Monday, January 03, 2005

What's in the Communications Plan?

The frantic efforts of U.S. scientists to alert the Indian Ocean region in the minutes following the December 26 tsunami have been described by journalists all over the world. By focusing on these fruitless efforts, however, the journalists are missing a key issue:

U.S. officials might have been able to warn the mass populations of the region in time to save thousands of lives if they had alerted the major news media, such as the Associated Press and CNN, about the onrushing tsunami.

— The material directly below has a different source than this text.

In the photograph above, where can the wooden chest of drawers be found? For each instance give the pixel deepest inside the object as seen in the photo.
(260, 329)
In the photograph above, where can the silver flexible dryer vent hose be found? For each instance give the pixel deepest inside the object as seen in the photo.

Here is the lead paragraph of a typical story on this subject; it was written by James Janega of the Chicago Tribune and published on December 28 by numerous newspapers that subscribe to the Tribune's news service:

"Chicago -- With a killer tsunami bearing down on Sri Lanka and India at airliner speeds, an effort to save thousands of lives came down to a handful of overworked employees in Hawaii trying to telephone government officials they did not know and did not know how to reach."

As noted in earlier posts and confirmed by a NOAA timeline, the tsunami had yet to reach Sri Lanka and India when scientists first suspected a tsunami had been generated. Rather than contact the mass media, however, scientists worked the phones unsuccessfully as they tried to reach colleagues and counterparts in the region.

One of Janega's sources said: "We didn't have a contact in place where you could just pick up the phone.... We were starting from scratch."

This quote quite reasonably suggests questions about the crisis communications planning of the Pacific Tsunami Warning Center (PTWC) and the U.S. Geological Survey. Picking up the phone to call the news media is standard operating procedure for corporations that must communicate timely information to the public; utility companies do it routinely.

A New York Times story by reporters Michele Kayal and Matthew L. Wald that was reprinted in the International Herald Tribune on December 29 quoted a PTWC official: "We wanted to try to do something, but without a plan in place then, it was not an effective way to issue a warning, or to have it acted upon."

Does the PTWC's communications plan provide for making calls to the news media when scientists determine there is a significant threat to human life -- inside the Pacific Basin or out? It's a question that must be asked as inquiries are conducted into how U.S. agencies initially responded to the worst natural diaster of this generation.